Secundaire uitkomstmaten

  • Statistisch significante afname in laparotomieën voor stoppen bloeding: TXA 0.8% vs. placebo 1.3%. RR 0.64 (95% CI 0.49-0.85), p= 0.002. NNT = 200.
  • Geen statistisch significant verschil tussen TXA en placebo op andere adverse events, zoals uterusextirpatie, maar ook niet op aantal bloedtransfusies en trombo-embolische events.


Sterke punten

  • Multicenter-trial
  • Nette dubbel-blinde randomisatie: verpakkingen en ampullen van TXA en placebo zagen er hetzelfde uit. Patiënten, artsen en lokale onderzoekers waren geblindeerd.
  • Data-analyse plan gepubliceerd voor opheffen van blindering
  • Intention-to-treat analyse
  • Groepen zijn op baseline gelijk
  • Patient-centered outcome
  • Zeer weinig loss-to-follow up (0.2%).

 

Limitaties

  • Meeste deelnemende centra in Afrika en Azië (1 deelnemend centrum uit Verenigd Koninkrijk (VK)). Hierdoor kunnen er vraagtekens gezet worden bij de externe validiteit (generaliseerbaarheid) naar de westerse wereld. Het risico om te overlijden aan een fluxus postpartum is hier een stuk lager dan in een groot deel van de onderzochte populatie. Het effect van TXA zal daarom in onze eigen patiëntenpopulatie kleiner zijn. Een subgroepanalyse van de patiënten in het VK (569) zou erg gewenst zijn.
  • Patiënten werden alleen geïncludeerd als de arts dacht dat TXA niet tot een duidelijk voor- of nadeel voor de patiënt zou leiden.

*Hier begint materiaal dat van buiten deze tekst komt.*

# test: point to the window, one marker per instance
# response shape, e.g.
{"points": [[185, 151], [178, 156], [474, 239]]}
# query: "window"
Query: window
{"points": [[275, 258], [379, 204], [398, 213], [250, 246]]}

Dit kan leiden tot een onderschatting van het effect van TXA op de primaire uitkomstmaat (overlijden door verbloeding). Daarnaast kan dit selectie bias introduceren.
  • Gedurende inclusie herdefinitie van primaire uitkomstmaat, maar wel door voortschrijdend inzicht n.a.v. recente literatuur en ervaringen tijdens inclusie. Aanpassing is gedaan vóór opheffen van blindering. Door deze aanpassing ook sample size opnieuw berekend (en verhoogd met 5.000 patiënten).
  • Waarschijnlijk trage inclusie in aantal centra: gemiddeld 1-2 patiënten per centrum per maand (20.060 / 193 centra / 73 maanden inclusie). Wellicht hebben niet alle centra de volledige inclusieduur deelgenomen. Maar selectie bias is zeker ook mogelijk.
  • Weinig patiënten met systolische bloeddruk < 90 mmHg (19%) en laag mortaliteitsgetal (2.4%).
  • Hoeveelheid bloedverlies niet betrokken in de subgroepanalyse. Bijna 50% heeft bloedverlies < 1 L.


Conclusie van de auteurs

Toediening van tranexaminezuur aan vrouwen met een fluxus postpartum leidt tot lagere sterfte door verbloeding, zonder nadelige effecten. In de behandeling van een fluxus postpartum zou tranexaminezuur zo snel mogelijk na het begin van de bloeding gegeven moeten worden.


Onze conclusie

Gebruik van tranexaminezuur binnen 3 uur na de bevalling leidt, met name in laag- tot midden-inkomenlanden, tot (net) statistisch significant lagere sterfte door verbloeding bij vrouwen met een fluxus postpartum. Het gebruik van tranexaminezuur in deze patiëntenpopulatie leidt niet tot nadelige effecten.


 

Meta-analyse (CRASH-2 en WOMAN): Timing TXA

De data van CRASH-2 en WOMAN zijn samengevoegd en dit jaar in de Lancet gepubliceerd. Resultaat: een meta-analyse van een enorm patiëntenaantal: 40.138 patiënten (CRASH-2 20.127 patiënten, WOMAN 20.011 patiënten).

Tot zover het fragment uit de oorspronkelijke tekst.